This work addresses the challenge in inductive generalization for reinforcement learning, where scaling up task complexity often leads to noisy and conflicting reward signals, resulting in unstable training and degraded generalization. To mitigate this, the authors propose DIBS, a novel approach that introduces behavioral cloning into the inductive generalization framework for the first time. DIBS first trains teacher policies for individual tasks using standard reinforcement learning and then leverages the resulting state-action pairs to learn a high-level policy evolution function via behavioral cloning. This decoupled design circumvents the instability of end-to-end reinforcement learning by providing dense and stable supervisory signals derived from the teacher policies. Empirical results demonstrate that DIBS significantly outperforms existing reinforcement learning and meta-reinforcement learning methods across multiple tasks, achieving both more stable training dynamics and superior zero-shot generalization performance.

Inductive generalization is a framework for reinforcement learning (RL) generalization in which inductively related task instances admit inductively related policies. Prior work captures this structure via a higher-order policy-evolution function learned directly with RL, but suffers from poor training scalability: as training tasks grow, aggregated reward feedback becomes noisy and conflicting, destabilizing training and weakening generalization.
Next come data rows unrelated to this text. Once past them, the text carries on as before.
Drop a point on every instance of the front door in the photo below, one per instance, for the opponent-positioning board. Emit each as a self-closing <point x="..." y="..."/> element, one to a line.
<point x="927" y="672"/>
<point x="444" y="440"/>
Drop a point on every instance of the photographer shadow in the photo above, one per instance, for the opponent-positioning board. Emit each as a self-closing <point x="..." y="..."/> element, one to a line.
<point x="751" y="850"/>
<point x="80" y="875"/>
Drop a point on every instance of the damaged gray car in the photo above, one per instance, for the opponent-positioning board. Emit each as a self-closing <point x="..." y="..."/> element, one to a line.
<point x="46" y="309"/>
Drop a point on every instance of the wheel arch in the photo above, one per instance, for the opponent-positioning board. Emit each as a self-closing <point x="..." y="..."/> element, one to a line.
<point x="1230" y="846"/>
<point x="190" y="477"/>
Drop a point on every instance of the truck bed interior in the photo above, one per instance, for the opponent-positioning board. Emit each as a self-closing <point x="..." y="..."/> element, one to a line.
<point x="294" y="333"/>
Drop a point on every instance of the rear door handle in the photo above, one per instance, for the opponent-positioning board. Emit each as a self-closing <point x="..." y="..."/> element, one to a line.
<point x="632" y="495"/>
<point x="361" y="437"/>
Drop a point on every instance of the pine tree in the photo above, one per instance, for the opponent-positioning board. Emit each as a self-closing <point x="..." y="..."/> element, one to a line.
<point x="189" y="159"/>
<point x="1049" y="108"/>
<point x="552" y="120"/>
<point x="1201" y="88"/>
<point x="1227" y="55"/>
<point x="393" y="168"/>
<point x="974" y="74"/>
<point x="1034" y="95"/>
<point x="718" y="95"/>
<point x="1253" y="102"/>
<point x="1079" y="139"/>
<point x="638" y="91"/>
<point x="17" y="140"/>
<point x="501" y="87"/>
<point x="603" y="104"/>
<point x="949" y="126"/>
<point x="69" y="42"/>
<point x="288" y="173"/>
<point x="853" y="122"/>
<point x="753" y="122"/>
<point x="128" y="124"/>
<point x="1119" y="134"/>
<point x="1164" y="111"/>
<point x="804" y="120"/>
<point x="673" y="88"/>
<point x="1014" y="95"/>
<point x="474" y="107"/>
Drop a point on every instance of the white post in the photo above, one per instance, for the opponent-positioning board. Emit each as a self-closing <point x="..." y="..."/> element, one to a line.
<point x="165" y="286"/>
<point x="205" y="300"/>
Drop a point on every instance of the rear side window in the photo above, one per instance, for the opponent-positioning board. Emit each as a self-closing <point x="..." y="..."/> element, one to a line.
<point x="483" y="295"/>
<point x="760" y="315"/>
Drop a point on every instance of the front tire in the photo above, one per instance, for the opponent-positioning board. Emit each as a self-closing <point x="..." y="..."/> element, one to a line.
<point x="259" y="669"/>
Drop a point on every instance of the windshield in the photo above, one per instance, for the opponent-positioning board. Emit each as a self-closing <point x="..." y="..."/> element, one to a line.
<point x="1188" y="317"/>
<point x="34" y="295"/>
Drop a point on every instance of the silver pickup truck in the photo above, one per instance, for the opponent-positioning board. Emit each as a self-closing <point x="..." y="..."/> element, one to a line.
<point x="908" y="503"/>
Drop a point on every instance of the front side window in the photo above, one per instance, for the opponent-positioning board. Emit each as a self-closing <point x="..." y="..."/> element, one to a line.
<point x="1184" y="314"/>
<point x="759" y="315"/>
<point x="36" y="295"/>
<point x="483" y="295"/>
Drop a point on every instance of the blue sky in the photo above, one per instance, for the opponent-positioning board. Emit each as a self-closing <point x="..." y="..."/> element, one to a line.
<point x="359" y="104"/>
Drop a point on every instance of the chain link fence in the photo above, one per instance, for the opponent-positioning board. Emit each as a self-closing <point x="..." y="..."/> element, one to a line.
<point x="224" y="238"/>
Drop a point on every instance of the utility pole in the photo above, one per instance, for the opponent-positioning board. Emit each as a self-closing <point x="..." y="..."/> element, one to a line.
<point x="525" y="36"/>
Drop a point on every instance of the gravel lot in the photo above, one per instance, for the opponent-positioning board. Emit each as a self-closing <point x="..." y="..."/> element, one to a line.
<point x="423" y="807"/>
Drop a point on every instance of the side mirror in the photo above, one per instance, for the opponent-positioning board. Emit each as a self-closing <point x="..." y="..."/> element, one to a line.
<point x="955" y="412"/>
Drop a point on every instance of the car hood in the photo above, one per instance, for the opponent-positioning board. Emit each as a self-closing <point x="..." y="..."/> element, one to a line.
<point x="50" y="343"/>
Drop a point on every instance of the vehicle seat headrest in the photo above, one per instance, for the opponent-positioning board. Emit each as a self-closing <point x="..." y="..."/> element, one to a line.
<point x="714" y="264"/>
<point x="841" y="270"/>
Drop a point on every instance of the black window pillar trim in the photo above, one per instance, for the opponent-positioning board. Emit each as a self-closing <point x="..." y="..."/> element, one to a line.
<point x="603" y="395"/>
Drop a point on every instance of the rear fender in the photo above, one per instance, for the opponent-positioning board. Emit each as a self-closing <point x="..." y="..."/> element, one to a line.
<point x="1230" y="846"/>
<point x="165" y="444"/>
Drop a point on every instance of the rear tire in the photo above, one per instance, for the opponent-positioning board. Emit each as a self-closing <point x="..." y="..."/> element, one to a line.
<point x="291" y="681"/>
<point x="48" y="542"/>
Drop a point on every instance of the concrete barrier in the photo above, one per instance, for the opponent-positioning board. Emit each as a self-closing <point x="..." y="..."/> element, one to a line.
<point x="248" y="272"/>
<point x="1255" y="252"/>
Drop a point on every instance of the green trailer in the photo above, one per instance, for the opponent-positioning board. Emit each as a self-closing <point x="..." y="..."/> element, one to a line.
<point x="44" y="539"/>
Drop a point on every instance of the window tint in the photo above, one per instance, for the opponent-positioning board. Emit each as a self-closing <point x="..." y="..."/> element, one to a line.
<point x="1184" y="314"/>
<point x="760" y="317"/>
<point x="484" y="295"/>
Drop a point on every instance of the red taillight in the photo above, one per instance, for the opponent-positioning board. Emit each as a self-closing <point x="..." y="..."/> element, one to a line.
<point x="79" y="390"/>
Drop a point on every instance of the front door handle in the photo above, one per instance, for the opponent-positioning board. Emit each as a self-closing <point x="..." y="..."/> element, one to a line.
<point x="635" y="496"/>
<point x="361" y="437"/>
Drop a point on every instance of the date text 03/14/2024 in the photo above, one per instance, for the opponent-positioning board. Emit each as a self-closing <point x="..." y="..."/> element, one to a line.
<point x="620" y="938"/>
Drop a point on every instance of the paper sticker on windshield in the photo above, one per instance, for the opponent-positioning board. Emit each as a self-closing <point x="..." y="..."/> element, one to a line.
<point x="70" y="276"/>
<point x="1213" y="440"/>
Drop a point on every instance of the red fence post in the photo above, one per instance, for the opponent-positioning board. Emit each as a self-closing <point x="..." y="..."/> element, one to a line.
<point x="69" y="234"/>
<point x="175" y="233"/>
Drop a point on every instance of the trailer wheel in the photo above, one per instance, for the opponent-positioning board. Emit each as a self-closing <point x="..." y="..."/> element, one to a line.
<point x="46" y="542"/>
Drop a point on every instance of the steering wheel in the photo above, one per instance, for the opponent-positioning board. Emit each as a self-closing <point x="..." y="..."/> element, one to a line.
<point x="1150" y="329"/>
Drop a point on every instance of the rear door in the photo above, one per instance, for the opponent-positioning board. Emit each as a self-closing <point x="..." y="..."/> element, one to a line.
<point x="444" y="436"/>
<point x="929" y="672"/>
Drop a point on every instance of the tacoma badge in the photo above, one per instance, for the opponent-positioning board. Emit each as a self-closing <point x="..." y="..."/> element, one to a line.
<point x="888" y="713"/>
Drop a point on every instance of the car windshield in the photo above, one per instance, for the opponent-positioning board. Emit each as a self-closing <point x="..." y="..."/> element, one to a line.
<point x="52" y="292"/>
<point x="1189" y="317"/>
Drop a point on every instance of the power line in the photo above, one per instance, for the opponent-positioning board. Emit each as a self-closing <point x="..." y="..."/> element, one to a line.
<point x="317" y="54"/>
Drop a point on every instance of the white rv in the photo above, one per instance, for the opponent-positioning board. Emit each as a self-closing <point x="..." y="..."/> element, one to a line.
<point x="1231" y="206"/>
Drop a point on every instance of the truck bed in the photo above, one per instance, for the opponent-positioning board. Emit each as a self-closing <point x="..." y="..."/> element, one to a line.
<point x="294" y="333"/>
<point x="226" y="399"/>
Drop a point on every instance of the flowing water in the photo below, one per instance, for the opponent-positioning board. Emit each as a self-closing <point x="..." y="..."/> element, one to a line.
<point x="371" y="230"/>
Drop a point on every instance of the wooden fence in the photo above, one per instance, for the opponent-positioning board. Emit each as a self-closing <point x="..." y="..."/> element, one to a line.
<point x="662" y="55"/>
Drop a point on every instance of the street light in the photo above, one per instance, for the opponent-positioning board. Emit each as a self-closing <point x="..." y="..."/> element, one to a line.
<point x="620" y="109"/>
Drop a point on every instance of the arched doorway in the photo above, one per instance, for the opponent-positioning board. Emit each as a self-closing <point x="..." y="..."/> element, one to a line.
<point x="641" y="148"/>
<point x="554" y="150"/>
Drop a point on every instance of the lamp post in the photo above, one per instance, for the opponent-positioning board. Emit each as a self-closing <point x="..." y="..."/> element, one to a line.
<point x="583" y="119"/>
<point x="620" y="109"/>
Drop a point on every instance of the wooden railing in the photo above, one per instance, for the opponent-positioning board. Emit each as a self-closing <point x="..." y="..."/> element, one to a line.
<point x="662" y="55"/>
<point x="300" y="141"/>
We propose DIBS, a decoupled behavioral cloning approach that separates learning task-specific policies from learning the evolution function. We first learn individual teacher policies per task via standard RL, then fit the evolution function via behavioral cloning on teacher-labeled state-action pairs. This replaces noisy reward aggregation with dense, stable supervision. DIBS achieves significant improvements in both training stability and zero-shot generalization against existing RL and meta-RL algorithms.